Українська правда

AI speaks: 10 chatbots and voice assistants for communication

AI speaks: 10 chatbots and voice assistants for communication
0000000000000000
0

In March 2023, Microsoft CEO Satya Nadella predicted in an interview with the Financial Times that new conversational artificial intelligence would develop more actively, as old voice assistants are "dumb as a rock." As we can all see, the tech world is now full of a new type of virtual assistant: chatbots. These AI-powered bots, such as the famous ChatGPT by OpenAI, can quickly improvise, answer questions, and communicate.

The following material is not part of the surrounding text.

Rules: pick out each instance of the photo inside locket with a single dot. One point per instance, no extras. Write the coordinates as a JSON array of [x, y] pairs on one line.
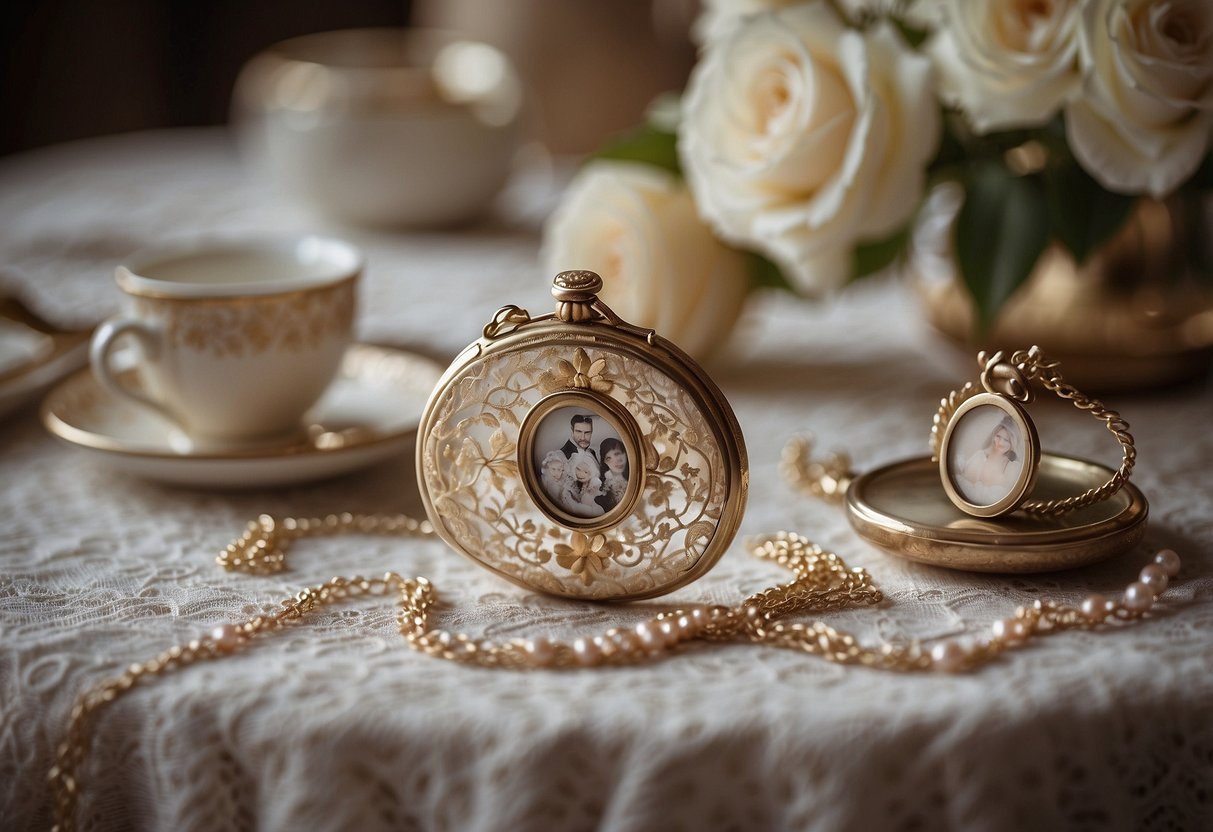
[[985, 457], [581, 463]]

OpenAI recently completed its long-awaited funding round, raising $6.6 billion from investment and large technology companies. Among the investors are Microsoft, NVIDIA, and SoftBank. OpenAI is now valued at $157 billion. The hype around chatbots shows that Siri, Alexa, and other voice assistants that once generated a lot of enthusiasm are losing their leadership position in the AI race. Assistants and chatbots are based on different types of AI. Chatbots are powered by so-called large language models, which are systems trained to recognize and generate text based on huge amounts of data collected from the Internet. They can also suggest words to complete a sentence. And the well-known assistants are primarily command and control systems.

So we decided to figure out in which direction AI-powered conversational technologies are moving so rapidly, and made a selection of old and new AI services that you can talk to.

What is conversational AI?

Conversational AI refers to a technology that allows machines to interact with humans in a conversational manner using natural language processing, machine learning, and other artificial intelligence techniques. Conversational AI systems are widely used in various applications, chatbots, voice assistants, platforms, and customer support services. If you dig into the history of artificial intelligence, you will find out that one of the important goals of AI research was to enable computers to communicate in natural languages, such as English. An early success was scientist Daniel Bobrow 's STUDENT program, which could solve high school algebra problems.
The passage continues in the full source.